Artificial Intelligence 18 min read

Tencent's Taiji Machine Learning Platform: End-to-End MLOps for Advertising

Tencent’s Taiji machine learning platform, a cloud‑native, distributed parameter‑server system, provides end‑to‑end MLOps for advertising by integrating data ingestion, feature engineering, model training, evaluation, deployment, and monitoring, supporting massive models up to billions of parameters while improving efficiency, scalability, and resource management.

Tencent Advertising Technology
Tencent Advertising Technology
Tencent Advertising Technology
Tencent's Taiji Machine Learning Platform: End-to-End MLOps for Advertising

Tencent has built the industry‑leading Taiji machine learning platform, a one‑stop solution that covers data import, feature engineering, model training, and online service, enabling users to focus on AI business problems rather than engineering challenges.

The platform adopts a distributed parameter‑server architecture (AngelPS) that separates parameter storage and computation, allowing it to support 10 TB‑scale model training, TB‑scale inference, and minute‑level model deployment, with GPU acceleration, multi‑level disaster recovery, and real‑time monitoring.

Since its inception in 2015, Taiji has evolved through several milestones: 1.0 launched as a full‑process ML platform; 2018 added deep‑learning acceleration; 2019 integrated with Tencent Cloud for multi‑environment support; 2020 transitioned to a cloud‑native architecture serving core AI business scenarios; 2022 introduced the Taiji Advertising One‑Stop Platform to streamline ad model iteration.

In advertising, Taiji implements MLOps by providing a unified lifecycle management product that handles feature data, model code, training environments, and deployment, reducing 60+ steps to under 7 and accelerating feature‑to‑model cycles (e.g., feature iteration time from 20 days to 5 days).

Key capabilities include:

Full‑lifecycle model management with security‑guaranteed development, packaging, and deployment.

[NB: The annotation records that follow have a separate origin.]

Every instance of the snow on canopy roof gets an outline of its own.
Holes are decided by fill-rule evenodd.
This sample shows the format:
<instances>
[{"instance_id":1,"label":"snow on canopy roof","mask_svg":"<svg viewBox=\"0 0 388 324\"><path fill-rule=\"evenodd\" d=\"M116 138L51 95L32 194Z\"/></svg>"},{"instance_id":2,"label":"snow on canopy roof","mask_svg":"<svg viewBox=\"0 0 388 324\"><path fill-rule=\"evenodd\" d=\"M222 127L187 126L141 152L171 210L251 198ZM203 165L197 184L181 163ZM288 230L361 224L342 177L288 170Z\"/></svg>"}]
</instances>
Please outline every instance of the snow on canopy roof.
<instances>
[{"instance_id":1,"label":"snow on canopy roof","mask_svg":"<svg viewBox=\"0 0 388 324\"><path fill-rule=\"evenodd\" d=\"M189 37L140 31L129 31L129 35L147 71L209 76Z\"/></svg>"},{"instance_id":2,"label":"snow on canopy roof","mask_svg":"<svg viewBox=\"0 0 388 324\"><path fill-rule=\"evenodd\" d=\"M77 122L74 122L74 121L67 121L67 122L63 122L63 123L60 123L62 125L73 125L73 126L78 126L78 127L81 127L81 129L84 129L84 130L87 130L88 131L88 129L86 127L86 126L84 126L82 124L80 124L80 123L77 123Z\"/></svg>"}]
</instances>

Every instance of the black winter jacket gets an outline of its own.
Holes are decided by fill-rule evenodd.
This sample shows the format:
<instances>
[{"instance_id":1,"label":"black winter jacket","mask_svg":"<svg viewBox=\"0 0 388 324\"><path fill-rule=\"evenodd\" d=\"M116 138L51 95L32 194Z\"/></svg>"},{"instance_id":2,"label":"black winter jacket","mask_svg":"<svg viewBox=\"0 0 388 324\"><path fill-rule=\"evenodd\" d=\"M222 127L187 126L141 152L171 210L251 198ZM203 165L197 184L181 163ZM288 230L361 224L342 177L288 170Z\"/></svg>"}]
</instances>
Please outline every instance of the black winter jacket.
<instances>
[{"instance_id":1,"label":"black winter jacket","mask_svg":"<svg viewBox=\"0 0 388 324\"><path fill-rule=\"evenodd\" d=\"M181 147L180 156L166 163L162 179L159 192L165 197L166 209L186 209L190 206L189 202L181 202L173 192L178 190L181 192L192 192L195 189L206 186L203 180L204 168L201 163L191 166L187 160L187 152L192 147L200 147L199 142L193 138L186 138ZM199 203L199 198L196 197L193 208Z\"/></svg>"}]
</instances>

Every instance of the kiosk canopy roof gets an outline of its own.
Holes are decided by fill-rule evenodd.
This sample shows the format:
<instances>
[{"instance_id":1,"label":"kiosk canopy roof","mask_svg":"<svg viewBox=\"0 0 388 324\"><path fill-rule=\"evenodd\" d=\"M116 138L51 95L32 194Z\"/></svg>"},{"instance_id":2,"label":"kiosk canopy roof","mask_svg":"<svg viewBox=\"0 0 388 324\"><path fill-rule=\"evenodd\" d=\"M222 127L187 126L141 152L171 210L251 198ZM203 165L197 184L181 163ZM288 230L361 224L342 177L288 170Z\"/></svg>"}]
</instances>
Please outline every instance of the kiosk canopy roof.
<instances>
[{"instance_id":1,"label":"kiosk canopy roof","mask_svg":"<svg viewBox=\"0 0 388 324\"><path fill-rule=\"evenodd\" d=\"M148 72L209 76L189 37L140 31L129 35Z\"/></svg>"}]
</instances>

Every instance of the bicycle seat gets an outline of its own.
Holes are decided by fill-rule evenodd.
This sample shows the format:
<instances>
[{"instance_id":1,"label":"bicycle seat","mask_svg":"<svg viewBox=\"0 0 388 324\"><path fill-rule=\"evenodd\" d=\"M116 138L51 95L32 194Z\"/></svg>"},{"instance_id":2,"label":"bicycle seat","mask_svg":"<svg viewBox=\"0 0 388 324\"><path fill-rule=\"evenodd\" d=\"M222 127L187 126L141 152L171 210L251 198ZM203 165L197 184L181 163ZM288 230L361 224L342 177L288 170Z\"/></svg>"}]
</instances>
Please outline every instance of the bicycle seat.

Feature management offering registration, offline/real‑time ingestion, and versioned updates.

Model training module with an online IDE, long‑term seed model support, and visual task monitoring.

Model inference module with automated consistency checks, sandbox testing, and rapid A/B experimentation.

Workspace for cross‑team collaboration and customized resource allocation.

The platform also provides dynamic resource scheduling on Kubernetes, automatically assigning mixed‑resource pools for exploratory tasks and stable resources for production, employing an HBO optimizer for efficient resource utilization and failover capabilities.

Future directions focus on intelligent automation: enhancing feature exploration efficiency, building feature and model libraries, and integrating AutoML for automatic model optimization, further reducing manual effort and boosting productivity.

advertisingFeature EngineeringModel Deploymentmlopsdistributed trainingmachine learning platform
Tencent Advertising Technology
Written by

Tencent Advertising Technology

Official hub of Tencent Advertising Technology, sharing the team's latest cutting-edge achievements and advertising technology applications.

0 followers
Reader feedback

How this landed with the community

login Sign in to like

Rate this article

Was this worth your time?

Sign in to rate
Discussion

0 Comments

Thoughtful readers leave field notes, pushback, and hard-won operational detail here.